A la lumière de cette expérience, on voit bien qu'il faut se garder de solutions simplistes pour délimiter strictement les compétences, et la nécessité de raisonner en terme d'articulation des missions de chacun, en veillant à l'application du principe de "subsidiarité" , c'est-à-dire, en l'espèce, un accroissement de la responsabilité des échelons locaux.
- Enfin, - et ce sera mon dernier point - notre rencontre illustre parfaitement la méthode de débat choisie. Elus nationaux et locaux, représentants des institutions européennes, de l'Etat, et des forces vives régionales sont rassemblés, motivés par la même conscience que l'Europe est une part vitale de notre avenir. La qualité de vos travaux permettra, j'en suis certain, d'alimenter la réflexion sur un enjeu européen déterminant pour notre pays.
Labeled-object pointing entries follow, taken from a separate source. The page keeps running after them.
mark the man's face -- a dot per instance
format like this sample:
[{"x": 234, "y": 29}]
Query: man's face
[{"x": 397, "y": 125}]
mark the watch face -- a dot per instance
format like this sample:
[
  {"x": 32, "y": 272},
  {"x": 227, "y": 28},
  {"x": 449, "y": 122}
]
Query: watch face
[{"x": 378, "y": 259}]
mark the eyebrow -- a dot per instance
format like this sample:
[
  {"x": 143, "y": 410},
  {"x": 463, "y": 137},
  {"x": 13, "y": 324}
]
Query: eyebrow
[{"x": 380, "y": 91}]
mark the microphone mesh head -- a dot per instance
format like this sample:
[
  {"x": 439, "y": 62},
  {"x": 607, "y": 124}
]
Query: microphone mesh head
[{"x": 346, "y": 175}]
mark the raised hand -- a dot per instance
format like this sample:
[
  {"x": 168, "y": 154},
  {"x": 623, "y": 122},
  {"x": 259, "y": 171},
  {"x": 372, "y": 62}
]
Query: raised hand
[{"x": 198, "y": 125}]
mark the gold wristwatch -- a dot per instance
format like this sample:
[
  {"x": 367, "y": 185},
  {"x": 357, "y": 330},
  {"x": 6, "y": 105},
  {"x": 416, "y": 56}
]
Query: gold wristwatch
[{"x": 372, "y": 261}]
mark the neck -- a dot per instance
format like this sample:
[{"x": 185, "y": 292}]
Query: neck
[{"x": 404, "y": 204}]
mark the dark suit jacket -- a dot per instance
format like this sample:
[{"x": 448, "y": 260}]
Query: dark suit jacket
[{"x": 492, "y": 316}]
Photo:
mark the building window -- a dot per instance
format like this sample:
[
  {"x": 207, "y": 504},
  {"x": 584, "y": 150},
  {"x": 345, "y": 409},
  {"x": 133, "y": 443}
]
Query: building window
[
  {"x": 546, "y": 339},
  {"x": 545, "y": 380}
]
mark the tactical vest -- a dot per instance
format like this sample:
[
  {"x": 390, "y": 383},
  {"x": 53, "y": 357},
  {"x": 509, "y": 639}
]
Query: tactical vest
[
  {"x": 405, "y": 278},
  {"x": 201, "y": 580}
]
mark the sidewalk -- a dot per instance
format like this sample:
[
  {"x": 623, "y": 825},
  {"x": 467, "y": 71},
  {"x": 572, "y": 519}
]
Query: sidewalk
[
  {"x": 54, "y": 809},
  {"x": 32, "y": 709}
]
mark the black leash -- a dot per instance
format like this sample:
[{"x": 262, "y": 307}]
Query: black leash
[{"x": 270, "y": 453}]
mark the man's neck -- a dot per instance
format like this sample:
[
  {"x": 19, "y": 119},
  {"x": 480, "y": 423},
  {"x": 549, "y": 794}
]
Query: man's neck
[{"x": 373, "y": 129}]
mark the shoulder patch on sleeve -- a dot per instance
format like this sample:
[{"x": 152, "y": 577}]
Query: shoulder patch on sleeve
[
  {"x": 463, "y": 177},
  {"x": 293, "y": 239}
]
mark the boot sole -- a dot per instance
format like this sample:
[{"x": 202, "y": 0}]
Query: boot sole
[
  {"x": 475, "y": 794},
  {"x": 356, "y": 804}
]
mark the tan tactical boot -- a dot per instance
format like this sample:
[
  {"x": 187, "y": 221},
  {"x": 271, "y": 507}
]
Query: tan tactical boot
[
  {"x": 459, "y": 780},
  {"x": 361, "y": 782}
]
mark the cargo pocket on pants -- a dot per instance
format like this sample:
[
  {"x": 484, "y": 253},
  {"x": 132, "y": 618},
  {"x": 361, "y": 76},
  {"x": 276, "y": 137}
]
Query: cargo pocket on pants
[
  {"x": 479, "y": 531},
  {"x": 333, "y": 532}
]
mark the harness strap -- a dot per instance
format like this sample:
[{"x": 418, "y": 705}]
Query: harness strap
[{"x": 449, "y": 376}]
J'ai le sentiment que nous avons montré à Dijon, de manière exemplaire, comment parler d'Europe. Cette initiative est très encourageante pour la tenue de votre prochain forum régional et pour les autres régions. Vous aurez bien compris qu'il ne s'agit pas, pour nous, de rajouter des points d'interrogation à des formules préétablies ou prénégociées, mais bien de promouvoir une réflexion collective et démocratique permettant à nos concitoyens de s'approprier l'Europe, cette entreprise exaltante dont ils doivent être les acteurs et les bénéficiaires.